It has been over 3 weeks since I have made a blog post! I've been very busy in the garden, planting and finishing up several garden projects. On a rainy day last week I ventured down the mountain side behind our house and was astonished at the prolific show of wildflowers!
Here is a patch of Indian Paintbrush, and a tall blue flower we have always called Bluebells. I have since learned that it is actually a member of the lily family. (see below)
A close up of Large flowered Triplet-Lily, a member of Themidaceae, the Cluster Lily family. The latin name is Triteleia grandiflora. I love the way the flowers are clustered at the top of the tall stem, before they open and hang down, showing off their pretty ruffled edges.
Indian Paintbrush, up close and personal. A unique feature of this plant is the brilliant color that decorates the ends of the leaf bracts. I learned last year that it is a parasitic plant, meaning that it lives off the roots of nearby plants. It is named Castilleja for Douglas Castelleja, an early Spanish botanist. There are over 250 different species of this plant that grow in the West! High in the nearby mountains, where we pick huckleberries, we have another species, which is more red, and the form more spikey. The orange variety is a favorite of mine.
I hadn't seen this wildflower before, but from my research I believe it to be Taperleaf Penstemon , classified as Penstemon attenuatus. The smallish , drooping flowers are a lovely shade of pinkish blue.
I have yet to identify this wildflower. It has a very tall stem with a cluster of small yellow flowers at the top. Anyone have a name for this one?
UPDATE 6-15-08 A reader has identified this as a member of the Groundsel family. (Thanks, Wesley!) There are so many different varieties, I haven't found the precise Latin name yet....will have to go back and look at the leaves in order to do that.
Naked Broomrape grows on a stem with no leaves. It is also parasitic, living off the roots of neighboring plants. This variety is Orobanche uniflora var. purpurea.
I had to include this photo of a wild strawberry. Though the flowers are a bit out of focus, you can see a very cute and tiny strawberry toward the bottom of the photo. :-)
I was too busy to get out and photograph the Camas this year, but this post would not be complete without a tribute to this beautiful indigenous wildflower. Below are some photos taken a couple of years ago.

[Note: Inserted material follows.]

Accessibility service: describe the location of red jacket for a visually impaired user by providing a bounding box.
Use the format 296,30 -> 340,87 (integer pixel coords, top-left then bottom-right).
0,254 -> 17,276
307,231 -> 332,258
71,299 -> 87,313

A field of Camassia quamash, just a few miles down the road from our house. The one to two-inch bulbs are edible, and were a delicacy among the Nez Perce Indians of this area, who would steam or pit-cook them to bring out the sweet flavor. It grows wild in meadows, moist lowlands, along the edges of prairies and on bluff or rock outcroppings. A field of blue camas in bloom is a sight to behold! The higher elevation area surrounding our beautiful valley is called the Camas Prairie, in honor of this lovely plant.